Capital Companies: Corporate Bodies

  • Capital companies are characterized by legal representation of the company being separate from owners of shares or stakes
  • Legal representation in capital companies is the responsibility of natural persons
  • The natural persons are defined by law according to their status in the company
  • The governing bodies of capital companies are empowered by the legal system to adopt and implement decisions related to internal operations and external representation.
  • The two main governing bodies are the general meeting (members´ meeting) and the managing body (the directors).

General Meeting

  • The general meeting is the body that allows members to make decisions together
  • There are both ordinary and extraordinary meetings for general meetings.
  • The managing body is responsible for convening the general meeting.
  • There are specific formal and publicising requirements that must be met to validly convene a general meeting.
  • The purpose of these requirements is to ensure that members are informed of the meeting and its agenda.
  • Notices about the meeting must be published on the company's website or in the Official Journal of the Registrar
  • Legal by-laws can determine the notice of the general meeting
  • If all the capital is present and represented and the attendees unanimously consent to hold the meeting, then the meeting is considered a Universal Meeting.
  • Universal Meetings occur without advance notice

General Meeting: Constitution and Decision-Making

  • In order to make decisions, the general meeting must be validly constituted
  • Decisions can only be made on matters included in the agenda, with specific exceptions.
  • Each meeting has a regime of necessary majority votes to approve matters, which differs based on:
    • The type of company (S.A. or S.R.L.)
    • The matter being voted on.
  • Once decisions are made they are recorded in minutes, which are approved according to legal channels.
  • All members are bound by general meeting decisions.
  • Members have the right to challenge decisions if they disagree, under certain legal terms and limitations.

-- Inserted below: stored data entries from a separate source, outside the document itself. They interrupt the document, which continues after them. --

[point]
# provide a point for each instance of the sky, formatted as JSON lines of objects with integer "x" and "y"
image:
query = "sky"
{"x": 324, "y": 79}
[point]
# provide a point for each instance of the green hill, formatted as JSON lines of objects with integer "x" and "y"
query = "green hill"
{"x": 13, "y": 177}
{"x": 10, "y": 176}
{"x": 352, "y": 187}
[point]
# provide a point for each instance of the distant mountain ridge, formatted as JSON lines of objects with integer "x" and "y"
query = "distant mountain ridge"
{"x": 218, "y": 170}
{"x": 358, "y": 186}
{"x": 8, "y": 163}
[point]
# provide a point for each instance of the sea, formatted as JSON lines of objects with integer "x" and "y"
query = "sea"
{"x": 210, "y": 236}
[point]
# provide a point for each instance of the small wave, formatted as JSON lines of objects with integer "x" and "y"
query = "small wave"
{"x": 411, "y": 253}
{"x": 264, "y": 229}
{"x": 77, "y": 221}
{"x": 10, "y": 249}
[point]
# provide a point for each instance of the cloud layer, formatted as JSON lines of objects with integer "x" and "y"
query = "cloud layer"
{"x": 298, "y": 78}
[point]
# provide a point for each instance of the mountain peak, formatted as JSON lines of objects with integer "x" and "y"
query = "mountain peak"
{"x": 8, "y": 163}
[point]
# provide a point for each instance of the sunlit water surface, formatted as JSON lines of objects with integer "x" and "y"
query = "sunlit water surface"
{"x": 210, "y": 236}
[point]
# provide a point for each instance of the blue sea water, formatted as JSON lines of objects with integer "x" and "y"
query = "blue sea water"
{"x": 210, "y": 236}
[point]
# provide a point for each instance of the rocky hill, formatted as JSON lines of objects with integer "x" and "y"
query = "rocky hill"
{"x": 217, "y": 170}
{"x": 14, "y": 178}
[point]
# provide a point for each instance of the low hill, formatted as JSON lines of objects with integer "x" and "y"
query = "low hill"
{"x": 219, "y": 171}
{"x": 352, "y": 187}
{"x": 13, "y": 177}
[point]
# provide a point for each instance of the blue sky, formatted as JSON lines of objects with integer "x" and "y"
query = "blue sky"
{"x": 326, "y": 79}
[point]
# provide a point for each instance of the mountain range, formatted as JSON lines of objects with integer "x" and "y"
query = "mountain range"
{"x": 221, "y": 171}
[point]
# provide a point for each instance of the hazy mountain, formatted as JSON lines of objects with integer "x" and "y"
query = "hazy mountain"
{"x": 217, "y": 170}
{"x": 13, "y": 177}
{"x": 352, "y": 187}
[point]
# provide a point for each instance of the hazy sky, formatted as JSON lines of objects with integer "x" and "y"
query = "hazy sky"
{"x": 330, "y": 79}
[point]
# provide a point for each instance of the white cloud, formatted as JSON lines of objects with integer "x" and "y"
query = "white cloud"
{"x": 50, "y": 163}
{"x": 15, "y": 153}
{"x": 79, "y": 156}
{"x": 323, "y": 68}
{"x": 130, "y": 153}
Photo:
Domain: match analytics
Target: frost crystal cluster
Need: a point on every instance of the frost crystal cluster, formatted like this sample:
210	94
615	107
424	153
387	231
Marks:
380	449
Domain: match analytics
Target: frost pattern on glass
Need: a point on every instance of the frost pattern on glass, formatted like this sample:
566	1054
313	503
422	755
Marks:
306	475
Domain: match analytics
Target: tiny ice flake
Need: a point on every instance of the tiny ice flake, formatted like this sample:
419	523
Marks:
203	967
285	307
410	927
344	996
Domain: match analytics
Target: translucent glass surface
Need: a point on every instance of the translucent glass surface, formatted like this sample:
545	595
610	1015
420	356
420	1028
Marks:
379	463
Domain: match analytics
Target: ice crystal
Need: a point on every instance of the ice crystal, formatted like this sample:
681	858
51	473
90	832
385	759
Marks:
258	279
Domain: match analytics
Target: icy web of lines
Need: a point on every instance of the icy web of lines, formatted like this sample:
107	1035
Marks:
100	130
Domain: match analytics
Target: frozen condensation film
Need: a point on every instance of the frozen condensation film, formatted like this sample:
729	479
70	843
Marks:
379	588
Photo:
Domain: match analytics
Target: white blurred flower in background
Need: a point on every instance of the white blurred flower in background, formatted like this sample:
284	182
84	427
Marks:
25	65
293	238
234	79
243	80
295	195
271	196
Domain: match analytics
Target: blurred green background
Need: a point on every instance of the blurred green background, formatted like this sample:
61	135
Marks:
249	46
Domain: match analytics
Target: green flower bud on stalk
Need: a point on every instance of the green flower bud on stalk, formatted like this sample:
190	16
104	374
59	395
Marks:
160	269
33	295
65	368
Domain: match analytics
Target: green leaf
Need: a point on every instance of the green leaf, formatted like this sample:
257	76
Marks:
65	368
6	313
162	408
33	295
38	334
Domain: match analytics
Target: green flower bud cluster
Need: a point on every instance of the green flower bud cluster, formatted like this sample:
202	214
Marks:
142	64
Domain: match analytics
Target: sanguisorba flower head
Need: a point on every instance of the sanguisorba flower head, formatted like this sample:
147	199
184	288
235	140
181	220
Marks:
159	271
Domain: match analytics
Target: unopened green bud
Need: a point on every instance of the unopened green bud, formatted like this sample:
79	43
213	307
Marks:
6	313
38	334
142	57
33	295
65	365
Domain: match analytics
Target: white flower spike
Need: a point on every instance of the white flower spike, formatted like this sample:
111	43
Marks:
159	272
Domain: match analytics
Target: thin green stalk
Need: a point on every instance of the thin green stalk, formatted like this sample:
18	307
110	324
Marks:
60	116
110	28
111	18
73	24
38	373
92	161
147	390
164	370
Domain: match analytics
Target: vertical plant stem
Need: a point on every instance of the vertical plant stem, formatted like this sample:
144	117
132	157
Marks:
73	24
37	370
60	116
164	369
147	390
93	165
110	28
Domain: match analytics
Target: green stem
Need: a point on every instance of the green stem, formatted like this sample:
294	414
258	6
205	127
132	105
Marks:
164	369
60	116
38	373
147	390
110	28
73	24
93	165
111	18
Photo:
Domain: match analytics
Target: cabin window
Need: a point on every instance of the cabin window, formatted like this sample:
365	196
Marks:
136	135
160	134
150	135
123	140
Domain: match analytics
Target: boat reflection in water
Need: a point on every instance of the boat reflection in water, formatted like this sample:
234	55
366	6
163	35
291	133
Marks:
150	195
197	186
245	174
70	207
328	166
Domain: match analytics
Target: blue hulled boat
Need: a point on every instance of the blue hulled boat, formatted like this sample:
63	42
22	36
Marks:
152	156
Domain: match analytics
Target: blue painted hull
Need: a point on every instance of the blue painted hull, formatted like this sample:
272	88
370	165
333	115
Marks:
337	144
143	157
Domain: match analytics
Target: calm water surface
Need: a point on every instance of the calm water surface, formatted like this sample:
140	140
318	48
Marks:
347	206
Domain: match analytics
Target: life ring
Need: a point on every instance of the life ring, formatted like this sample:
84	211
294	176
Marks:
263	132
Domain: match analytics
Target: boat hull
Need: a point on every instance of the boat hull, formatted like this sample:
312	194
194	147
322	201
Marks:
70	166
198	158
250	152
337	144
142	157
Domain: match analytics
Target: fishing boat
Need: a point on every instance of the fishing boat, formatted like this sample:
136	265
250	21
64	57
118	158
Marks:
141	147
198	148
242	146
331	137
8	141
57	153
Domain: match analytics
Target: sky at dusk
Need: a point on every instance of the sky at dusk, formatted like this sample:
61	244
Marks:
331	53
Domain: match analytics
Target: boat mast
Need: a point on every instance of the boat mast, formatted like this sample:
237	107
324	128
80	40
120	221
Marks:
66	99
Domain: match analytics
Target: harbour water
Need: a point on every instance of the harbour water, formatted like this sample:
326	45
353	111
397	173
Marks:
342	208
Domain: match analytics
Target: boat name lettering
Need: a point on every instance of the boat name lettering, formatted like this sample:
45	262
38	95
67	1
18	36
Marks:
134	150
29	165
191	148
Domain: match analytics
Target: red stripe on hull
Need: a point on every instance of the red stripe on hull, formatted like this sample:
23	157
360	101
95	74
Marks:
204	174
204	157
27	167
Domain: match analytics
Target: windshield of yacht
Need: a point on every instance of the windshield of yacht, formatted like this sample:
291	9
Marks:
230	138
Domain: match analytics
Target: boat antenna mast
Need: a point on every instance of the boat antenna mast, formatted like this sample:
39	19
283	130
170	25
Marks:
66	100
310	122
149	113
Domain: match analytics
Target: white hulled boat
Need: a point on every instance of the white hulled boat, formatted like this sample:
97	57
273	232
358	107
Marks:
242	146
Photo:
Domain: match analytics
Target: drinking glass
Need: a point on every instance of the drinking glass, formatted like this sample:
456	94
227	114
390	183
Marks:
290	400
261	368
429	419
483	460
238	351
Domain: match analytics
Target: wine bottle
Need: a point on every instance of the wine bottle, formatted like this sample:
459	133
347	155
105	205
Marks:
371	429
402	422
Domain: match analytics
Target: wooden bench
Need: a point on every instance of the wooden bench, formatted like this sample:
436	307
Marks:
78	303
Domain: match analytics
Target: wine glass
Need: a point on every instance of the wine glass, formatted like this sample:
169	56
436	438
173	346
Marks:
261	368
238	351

The Managing Body - Directors

  • The managing body is made up of individuals who are not necessarily company members.
  • It is the corporate body that represents the company legally and oversees its management.
  • The general meeting appoints and can remove directors.
  • The managing body's performance is reviewed and approved by the general meeting annually.
  • Directors are personally liable for the actions of the managing body.

Organising The Managing Body

  • There are different ways to organise the managing body, as outlined in article 210 LSC.
  • One option is a sole director (“administrador único”), where a single person is responsible for managing the company.